The next major type of scan we will examine is the operating system (OS) fingerprint scan. The body of work that determines the standards that all hosts communicating over the internet should adhere to is called the Request For Comments (RFC) document set. These documents lay out very specific details that all OS implementers should follow to ensure that their product will be able to communicate with other OSs developed by other parties. Unfortunately the world’s OS developers rarely follow the RFCs to the letter. This creates a wide variety of possible responses to various stimuli on the Internet. This wide variety allows attackers to pinpoint, with an amazing degree of accuracy, the exact operating system run by practically any host on the Internet. This discovery is performed by sending specifically formatted packets in any of a variety of protocol formats to a victim host. If the protocol of choice is TCP, the attacker may choose to send a specific sequence of flags (i.e. SYN-FIN) that certain OSs will respond to in different very fingerprintable ways. In fact [ofir arkin] has shown that a single ICMP packet is all that is necessary to determine the OS of a particular host. OS fingerprinting is made very simple by most tools, and depending on the patience of the attacker, can be carried out in either a loud, obvious manner, or in a more stealthy, undetectable manner. As mentioned before, the adversary willing to wait longer is typically the more skilled and better funded attacker and is more likely to employ the stealthy approach to OS detection. Armed with the knowledge of what OS a particular victim host is running, the attacker can then ensure that the exploit he/she is about to execute will work on the victim host.

The final major type of scan is the application specific scan. Using one of the scan types mentioned previously, an attacker can quickly scan an entire network looking for any host providing a service that the attacker wishes to exploit. These type of scans are typically very noisy and easy to observe in network traffic. If examined in a log, the intrusion analyst will typically see all the IP addresses of an entire netblock have been connected to all on the same port. The hosts that offer the service that the attacker is looking for will respond in a manner similar to the scans described previously. The attacker then has a list of hosts that can all be quickly exploited with the same exploit. The type of attacker to use this type of scan is usually the low-end ‘script-kidde’ described earlier or a malicious worm of some type or another.

Scan tools

Since almost all scans require multiple packets to be sent to the victim host/network, a plethora of software tools have been developed to automate this task. Some of these tools and their intended use will be described here. These scanning tools are of various sophistications and can be wielded by any capable attacker.

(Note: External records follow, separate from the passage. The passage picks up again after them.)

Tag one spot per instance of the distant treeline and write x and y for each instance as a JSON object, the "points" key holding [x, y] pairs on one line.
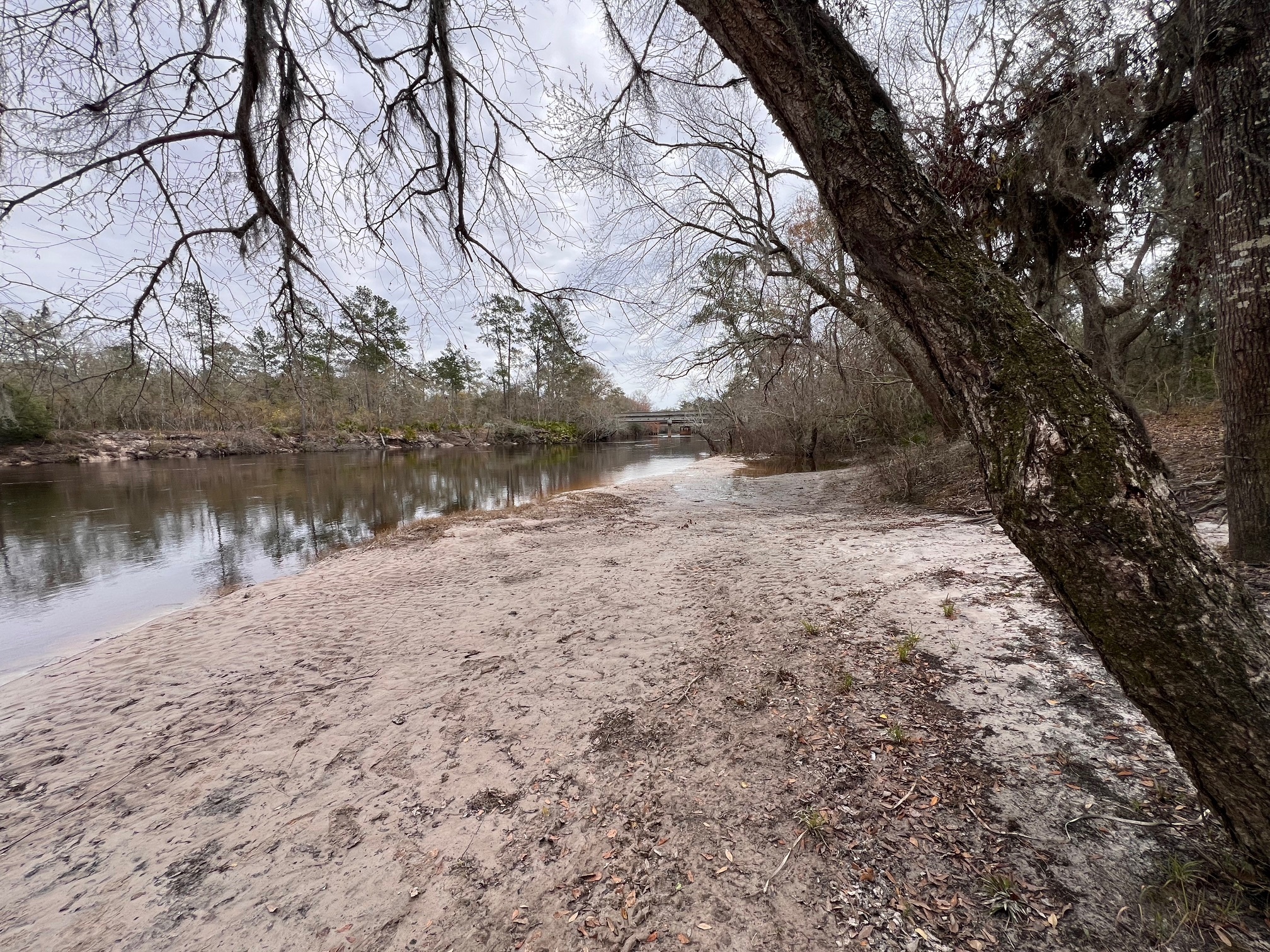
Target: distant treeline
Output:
{"points": [[352, 370]]}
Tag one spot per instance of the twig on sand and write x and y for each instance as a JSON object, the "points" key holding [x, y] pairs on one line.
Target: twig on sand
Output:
{"points": [[784, 861], [998, 833], [897, 804], [687, 689], [1126, 820], [150, 758]]}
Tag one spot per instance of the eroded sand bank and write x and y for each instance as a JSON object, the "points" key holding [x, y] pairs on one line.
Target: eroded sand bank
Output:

All scanning tools share several common features. They are usually very small applications that can be easily transferred quickly across a network. Scanning tools often have multiple features. These tools include the ability to initiate several different types of scanning, as well as the capability to perform these different types of scanning in parallel. More often then not the tools are designed to be easy to use, and many even are provided with a graphical user interface (GUI). Some of the most well known tools include NMAP, Nessus, and Grim’s Ping which we will describe in the following section. For a more detailed description of other scanning tools please see [ofir arkin?] and [].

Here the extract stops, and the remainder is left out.